Concept Statement
Spatial Memory: a curated VR archive of personally meaningful places, layered with the design language of how we actually remember.
Last updated: March 29, 2026
Concept Statement
We remember in places. A meal belongs to the desk where it was eaten. Rain belongs to the window where it was watched. Memory, at its most vivid, is spatial. We know this intuitively, but we have never had a medium that lets someone else feel it.
3D Gaussian Splatting (3DGS) can preserve not just an image of a space but the space itself, the color, light, and depth of a real place held as a cloud of millions of soft particles. Combined with VR, this means a person can physically step into a place that no longer exists, stand where someone once stood, and look around the way they once did.
But presence alone is not memory. At Demo Day, viewers stood inside a faithfully captured space and kept asking, while still in the headset, “where is this? why this place?” A captured space, on its own, produces a room. What turns a room into a memory is the part we do not usually think of as part of the place but carry in every memory of one: the quality of light, the ambient sound, a reason to be there. These are the design language of spatial memory, drawn not from technology but from how we actually remember.
This thesis is a curated archive of eight personally meaningful spaces, each captured in 3DGS and layered with three design elements:
- Designed light, tuned to how the place is remembered rather than how the camera caught it
- Ambient sound, restoring what the silent capture froze out
- Personal narration, sharing what this place means in the voice of the person who lived it
The viewer enters VR, learns the gestures through a single guided demo video, and encounters the archive as a curved arc of photo cards. Pinch to select. The carousel dissolves. A 3DGS space loads around them, with light, sound, and my voice next to them describing what this place is and why it matters.
The archive format is what makes this a thesis rather than a single experience. One captured space is a tech demo. Multiple captured spaces, held together by a browsing system and a shared design language, propose a new format for how spatial memory can be preserved and shared. Any space that can be captured can become an entry; the design language can be applied to any of them.

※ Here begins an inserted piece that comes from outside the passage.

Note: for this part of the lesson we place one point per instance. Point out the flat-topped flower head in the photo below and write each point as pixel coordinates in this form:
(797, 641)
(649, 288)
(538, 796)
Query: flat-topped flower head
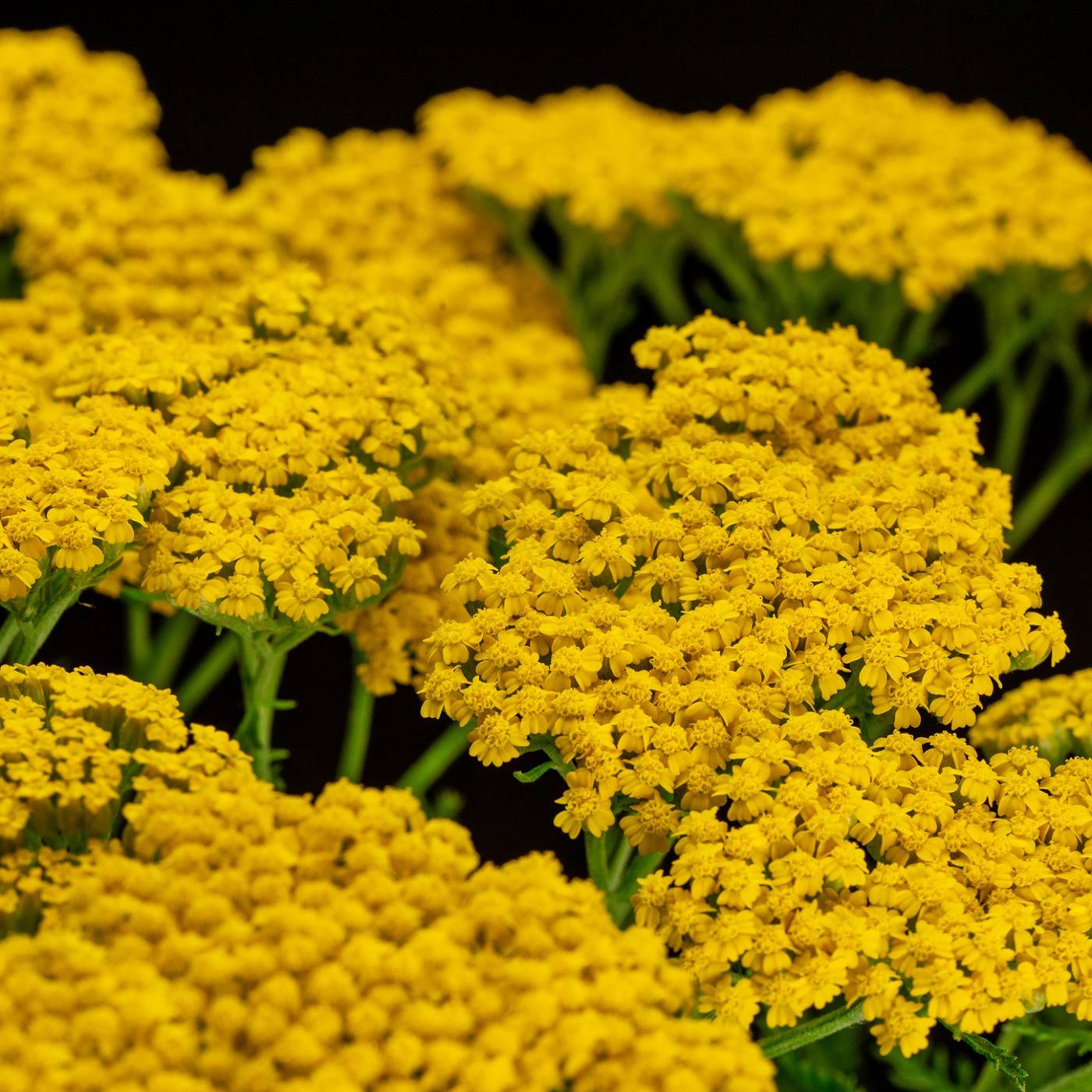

This project draws on my background as a theatrical lighting designer. For years, I have used space, light, and atmosphere to transmit feeling to an audience. Theater is ephemeral: the light disappears when the show ends. 3DGS and VR offer a way to preserve and share spatial experience beyond the live moment. This is not a study of technology. It is the continuation of the same practice: designing how someone moves through a space, what they encounter, and what they feel.
Keywords
experience, memory, space, archive, lighting design, narration, preservation, sharing
Thesis Statement
Memory is spatial, but the mediums we use to preserve it flatten it into something you look at rather than inhabit. 3D Gaussian Splatting and VR now make it possible to capture a real place and let someone physically step inside it. But presence alone produces a room, not a memory. This thesis proposes that what turns a captured space into a shared spatial memory is the personal layer: light tuned to how the place is remembered, ambient sound, narration, and curation that selects spaces for personal significance rather than visual interest. Drawing on my background in lighting design, I built a curated VR archive of eight personally meaningful places, each layered with this design language, to explore what happens when a viewer is invited into not just a place, but the way someone else perceives and remembers it.